Many of us look back at our elementary school years and laugh at our lack of style or our awkwardness. I look back at my middle school years and think of an insecure overweight, curly-haired girl.
Simply put, I showed no self-confidence. In class, I was riddled with anxiety which prevented me from displaying any knowledge of the material. My teachers misinterpreted my anxiety with a lack of understanding of the material, so they sent me out of the classroom for extra help. It was because of this that my 5th grade teacher refused to put me in the honors track for middle school despite receiving straight A’s.
In 8th grade, I was finally put in honors, where I continued to receive straight A’s. After ninth grade, I lost all my weight--30 pounds. With that loss, I gained a lot. I became someone who was no longer afraid or insecure. I joined my high school’s tennis team and other extra-curriculars, in which I rose to leadership positions.

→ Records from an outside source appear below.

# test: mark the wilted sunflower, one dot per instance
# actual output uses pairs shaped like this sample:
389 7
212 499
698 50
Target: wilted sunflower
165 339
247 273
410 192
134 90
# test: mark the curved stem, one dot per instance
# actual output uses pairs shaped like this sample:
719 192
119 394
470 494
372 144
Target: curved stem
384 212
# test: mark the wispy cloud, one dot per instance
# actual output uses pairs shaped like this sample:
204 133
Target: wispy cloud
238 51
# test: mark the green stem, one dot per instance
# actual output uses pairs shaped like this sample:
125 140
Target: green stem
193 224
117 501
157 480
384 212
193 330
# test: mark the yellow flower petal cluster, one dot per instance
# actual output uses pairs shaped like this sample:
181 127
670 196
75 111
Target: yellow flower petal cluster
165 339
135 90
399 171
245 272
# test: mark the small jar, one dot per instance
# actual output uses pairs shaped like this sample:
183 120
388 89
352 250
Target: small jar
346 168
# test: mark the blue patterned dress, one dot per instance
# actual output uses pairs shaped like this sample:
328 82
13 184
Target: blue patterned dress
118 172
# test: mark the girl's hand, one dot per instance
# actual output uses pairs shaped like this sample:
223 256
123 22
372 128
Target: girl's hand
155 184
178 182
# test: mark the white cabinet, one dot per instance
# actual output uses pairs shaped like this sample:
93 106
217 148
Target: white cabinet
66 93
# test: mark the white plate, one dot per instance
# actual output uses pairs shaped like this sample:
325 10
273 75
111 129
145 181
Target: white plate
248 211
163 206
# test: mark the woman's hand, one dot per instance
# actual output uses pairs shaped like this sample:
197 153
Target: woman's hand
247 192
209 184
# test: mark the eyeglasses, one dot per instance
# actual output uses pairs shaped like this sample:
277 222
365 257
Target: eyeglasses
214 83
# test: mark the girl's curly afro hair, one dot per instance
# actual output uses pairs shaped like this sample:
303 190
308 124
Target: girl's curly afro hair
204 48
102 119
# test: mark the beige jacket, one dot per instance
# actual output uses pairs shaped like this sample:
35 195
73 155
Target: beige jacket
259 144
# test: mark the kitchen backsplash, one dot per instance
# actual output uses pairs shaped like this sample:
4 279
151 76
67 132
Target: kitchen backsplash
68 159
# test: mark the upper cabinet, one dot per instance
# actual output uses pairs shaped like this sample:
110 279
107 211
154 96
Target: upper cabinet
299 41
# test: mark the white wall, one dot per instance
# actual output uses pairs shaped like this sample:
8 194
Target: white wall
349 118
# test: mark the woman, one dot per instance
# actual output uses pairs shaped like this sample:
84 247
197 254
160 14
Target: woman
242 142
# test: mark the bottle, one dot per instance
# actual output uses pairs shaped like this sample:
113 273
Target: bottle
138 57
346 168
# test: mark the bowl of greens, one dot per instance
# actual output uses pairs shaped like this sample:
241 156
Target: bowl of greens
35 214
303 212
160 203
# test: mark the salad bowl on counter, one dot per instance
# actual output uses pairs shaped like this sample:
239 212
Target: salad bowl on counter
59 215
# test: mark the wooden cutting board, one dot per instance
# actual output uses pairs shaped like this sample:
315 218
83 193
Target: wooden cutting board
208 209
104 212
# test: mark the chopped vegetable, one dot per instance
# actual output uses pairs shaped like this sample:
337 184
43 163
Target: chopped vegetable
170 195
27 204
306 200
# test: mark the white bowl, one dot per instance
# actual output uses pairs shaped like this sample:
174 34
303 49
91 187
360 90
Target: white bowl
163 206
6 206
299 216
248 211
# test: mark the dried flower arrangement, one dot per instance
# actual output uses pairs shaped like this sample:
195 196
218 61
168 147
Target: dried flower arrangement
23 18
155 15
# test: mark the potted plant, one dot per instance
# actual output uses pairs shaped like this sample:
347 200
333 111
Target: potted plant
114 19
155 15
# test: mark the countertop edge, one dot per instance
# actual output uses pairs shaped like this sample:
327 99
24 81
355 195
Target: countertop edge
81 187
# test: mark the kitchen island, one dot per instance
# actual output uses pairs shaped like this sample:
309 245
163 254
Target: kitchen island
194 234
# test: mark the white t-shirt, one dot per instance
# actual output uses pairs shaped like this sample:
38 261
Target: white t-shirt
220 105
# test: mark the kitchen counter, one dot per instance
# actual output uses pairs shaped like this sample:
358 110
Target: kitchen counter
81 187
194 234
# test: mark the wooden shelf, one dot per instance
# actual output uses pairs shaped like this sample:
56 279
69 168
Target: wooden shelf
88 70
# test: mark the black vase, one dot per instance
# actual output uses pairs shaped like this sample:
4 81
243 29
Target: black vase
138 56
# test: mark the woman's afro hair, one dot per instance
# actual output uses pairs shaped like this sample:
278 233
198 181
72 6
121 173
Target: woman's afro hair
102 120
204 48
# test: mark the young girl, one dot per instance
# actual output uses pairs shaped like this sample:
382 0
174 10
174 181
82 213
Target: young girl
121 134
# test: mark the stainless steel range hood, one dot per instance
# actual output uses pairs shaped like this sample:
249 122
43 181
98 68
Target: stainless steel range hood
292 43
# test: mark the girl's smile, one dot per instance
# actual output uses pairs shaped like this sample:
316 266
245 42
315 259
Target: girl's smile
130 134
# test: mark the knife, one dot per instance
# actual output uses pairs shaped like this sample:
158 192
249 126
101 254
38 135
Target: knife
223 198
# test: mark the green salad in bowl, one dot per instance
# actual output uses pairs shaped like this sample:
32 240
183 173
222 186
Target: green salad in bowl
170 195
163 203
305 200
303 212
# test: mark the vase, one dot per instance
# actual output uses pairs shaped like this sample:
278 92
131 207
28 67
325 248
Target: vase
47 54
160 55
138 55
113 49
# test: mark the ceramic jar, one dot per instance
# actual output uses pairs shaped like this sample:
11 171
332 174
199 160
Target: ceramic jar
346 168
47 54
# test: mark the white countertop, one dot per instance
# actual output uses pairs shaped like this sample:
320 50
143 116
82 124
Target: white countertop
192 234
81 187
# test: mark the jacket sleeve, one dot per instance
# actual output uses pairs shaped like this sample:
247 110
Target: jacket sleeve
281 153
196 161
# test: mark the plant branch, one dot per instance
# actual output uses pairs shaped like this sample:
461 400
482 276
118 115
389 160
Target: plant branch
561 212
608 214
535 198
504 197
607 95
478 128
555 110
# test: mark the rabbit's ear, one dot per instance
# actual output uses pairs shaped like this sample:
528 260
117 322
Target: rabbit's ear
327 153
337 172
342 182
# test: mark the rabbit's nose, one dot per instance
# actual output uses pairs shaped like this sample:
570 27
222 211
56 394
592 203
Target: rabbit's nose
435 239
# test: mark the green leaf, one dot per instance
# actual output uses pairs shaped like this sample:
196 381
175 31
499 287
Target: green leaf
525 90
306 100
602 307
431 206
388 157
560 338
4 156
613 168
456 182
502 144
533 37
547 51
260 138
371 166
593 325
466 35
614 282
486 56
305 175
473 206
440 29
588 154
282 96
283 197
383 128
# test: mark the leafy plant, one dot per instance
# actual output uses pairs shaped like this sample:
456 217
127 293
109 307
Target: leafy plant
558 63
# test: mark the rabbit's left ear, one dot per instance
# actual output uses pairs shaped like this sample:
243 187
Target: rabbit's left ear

I ran a half marathon, played first singles on my school’s tennis team, founded a thriving club in my high school, and was accepted to Cornell University.
During the first month of first semester, I met with a professor asking how I can get an A in his class. His response was “what makes you think you should get an A?” The most repeated phrase during freshman orientation was along the lines of “don’t expect to get A’s” or “you were all the top of your class in high school, but you won’t all be at the top here.” These warnings did not scare me because I know what it’s like to not be at the top and to get there with a lot of hard work and a lot of failures in between, so I had confidence in myself that my adjustment to Cornell would be no different.
When I heard my professor’s response, I immediately thought about middle school Rebecca. At that point, I would never imagine accomplishing what I had by the end of high school. So I responded “I am not expecting to get an A, but that doesn’t mean I won’t try.”
Much like my experience throughout high school, I have learned during my first semester that college is about doing everything you can to get to where you want to be--congratulating yourself when you do or learning from your mistakes when you don’t. The only difference was I skipped the period of insecurity where I let people make me feel like I couldn’t do it.
So don’t let professors make you feel like you’re just one student in a class of 800 geniuses. Every failure is just another step closer to success, whether it means redefining our initial criteria of success or accomplishing our original goals.